The precise rationale behind Jokowi’s controversial move remains obscure, yet it can at least be narrowed down through several speculations or a combination thereof. Viewed most favorably, Jokowi wants the next president to continue his development agenda. Viewed in the worst light, he seeks to perpetuate his power. The construction of a new capital city in Borneo and the policy of banning the export of strategic raw materials such as nickel and bauxite are two policies that are worth highlighting. As long as these programs are carried out by his successor, Jokowi appears unperturbed by criticisms from civil society that he is seeking to build a political dynasty. Whatever Jokowi’s exact motive may be, the stubborn fact remains that he chose to compromise on democratic principles in pursuit of his agenda.

The other pressing question that confronts us is how will Prabowo rule. How will he wield power and authority? What is his own agenda in the absence of Jokowi? Who is he really at his core? Will this union between Jokowi and Prabowo endure?

For the time being, the authors do not offer a definitive answer. One thing is nevertheless certain: Prabowo’s rehabilitation has been fully realized, with Jokowi playing the central role. His past, which ostensibly should have rendered him politically ostracized, was normalized instead. The conferment of an honorary four-star general rank upon Prabowo by the president, just two weeks after the election, stands as the most recent embodiment of his resurgence. His upcoming inauguration as Indonesia’s eighth president in October, therefore, will mark the culmination of his whitewashing.

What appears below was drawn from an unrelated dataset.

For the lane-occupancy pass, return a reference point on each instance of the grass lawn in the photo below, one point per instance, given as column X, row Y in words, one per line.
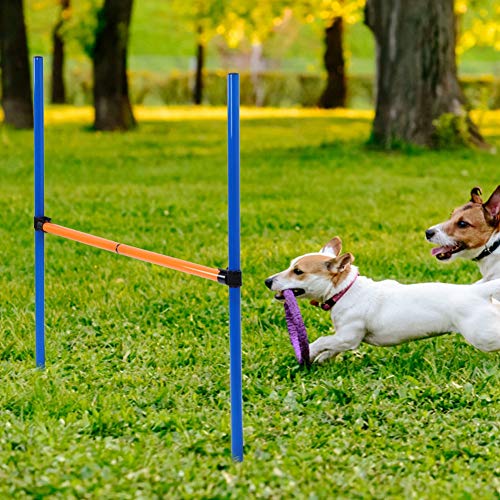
column 134, row 402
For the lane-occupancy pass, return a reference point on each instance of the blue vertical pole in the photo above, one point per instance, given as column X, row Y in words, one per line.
column 233, row 164
column 39, row 212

A Jokowi-backed Prabowo may have succeeded in polishing his public image as a reformed figure who is poised to continue the current president’s agenda, presenting himself as a moderate. But the memories of old Prabowo – a strongman with authoritarian inclinations – remain ingrained in the minds of those who recall history and are unwilling to overlook it. The collective effort to hold him accountable may prove more challenging than at any time in the post-Suharto era. Nonetheless, there is a pressing need to ensure that democratic norms do not erode further under his presidency, after a degree of backsliding under the current incumbent.